Hoje em dia a percepção ficou mais aguçada, com aquela habilidade que alguns têm de ver por entre as entre-linhas, de enxergar mais além, de imaginar o quê há quando ainda só há o vazio. As alegrias ficaram mais joviais, as tristezas menos amenas. As decepções? Bom as decepções têm seu lado ruim, logo assim que ocorrem. E o lado bom vem à cavalo, pois tem gente que só vê no lado ruim, o próprio lado ruim. E não percebem que as decepções nos fazem mais fortes, nos deixam precavidos, atentos para que não nos decepcionemos novamente.
Ainda existe aquele lado da consciência que é sempre certo, sempre está lá para mostrar o quê de errado eu faço. E de vez em quando, tenho que admitir, dá vontade de simplesmente ignorá-lo, deixá-lo de lado. Mas inevitavelmente, quando menos se espera, ainda a ouço dizendo o quê eu deveria, ou não ter feito. Se deveria ou não ter feito.. Enfim, fazendo o papel da consciência. Que muitas vezes é inconsciente, involuntário, inexplicável, vale lembrar.

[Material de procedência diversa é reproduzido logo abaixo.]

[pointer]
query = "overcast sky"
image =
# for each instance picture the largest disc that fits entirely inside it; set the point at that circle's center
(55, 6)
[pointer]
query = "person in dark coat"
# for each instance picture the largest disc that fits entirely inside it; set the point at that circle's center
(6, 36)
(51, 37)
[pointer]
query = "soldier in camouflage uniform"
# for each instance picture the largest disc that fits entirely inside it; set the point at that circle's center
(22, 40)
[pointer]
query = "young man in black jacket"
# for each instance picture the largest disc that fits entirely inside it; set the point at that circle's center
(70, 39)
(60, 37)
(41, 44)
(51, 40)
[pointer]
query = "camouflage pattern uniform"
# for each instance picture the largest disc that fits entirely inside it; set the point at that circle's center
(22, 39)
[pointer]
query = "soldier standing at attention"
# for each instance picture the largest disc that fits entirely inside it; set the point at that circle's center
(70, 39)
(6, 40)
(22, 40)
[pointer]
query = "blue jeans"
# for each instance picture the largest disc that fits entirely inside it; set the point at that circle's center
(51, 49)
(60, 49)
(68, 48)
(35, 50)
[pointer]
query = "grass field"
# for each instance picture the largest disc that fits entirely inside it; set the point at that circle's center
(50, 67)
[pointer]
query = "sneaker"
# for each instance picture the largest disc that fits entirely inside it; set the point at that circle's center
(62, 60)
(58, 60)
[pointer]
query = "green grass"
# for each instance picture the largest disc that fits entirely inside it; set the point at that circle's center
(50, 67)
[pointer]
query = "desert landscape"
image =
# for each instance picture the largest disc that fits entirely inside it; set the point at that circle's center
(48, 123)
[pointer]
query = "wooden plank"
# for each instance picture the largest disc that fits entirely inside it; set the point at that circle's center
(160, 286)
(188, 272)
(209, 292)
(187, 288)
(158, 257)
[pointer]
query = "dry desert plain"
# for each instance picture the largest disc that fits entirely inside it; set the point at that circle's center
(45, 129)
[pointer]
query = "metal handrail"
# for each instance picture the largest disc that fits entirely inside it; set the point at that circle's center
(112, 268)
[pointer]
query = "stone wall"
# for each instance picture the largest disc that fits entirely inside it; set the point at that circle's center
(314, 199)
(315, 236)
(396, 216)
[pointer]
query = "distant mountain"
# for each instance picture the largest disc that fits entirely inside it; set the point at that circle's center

Mas já fiz muitas coisas que a consciência não precisou intervir.. Já soltei pipa, andei muito de bicicleta, tomei banho de rio, pulei de ponte, já comi goiaba na beira da estrada, tomei carreira de boi brabo e de cachorro também, ri até a barriga doer, comi iogurte e depois lambi o pote, já engasguei com bala soft, fiquei chocado a primeira vez que engoli um chiclete, fiquei conversando com amigos na calçada até de manhã, corri da minha mãe me procurando de madrugada, já briguei com meu irmão e irmã, apanhei e fiquei de castigo da minha mãe, já briguei e perdoei depois, mas também já briguei e infelizmente só perdoei anos depois, já cometi erros mas também acertei muito, já me apaixonei e amei sinceramente, já caí de cima da lage e não contei pra ninguém, já tomei choque de ficar com os cabelos em pé, caí de inúmeras árvores, subi em inúmeros galhos mais altos onde ninguém mais tinha coragem de ir (acho que foi por isso que já caí tanto), bebi coca-cola sem gás, peidei e fiquei quietinho, sabe? Essas coisas...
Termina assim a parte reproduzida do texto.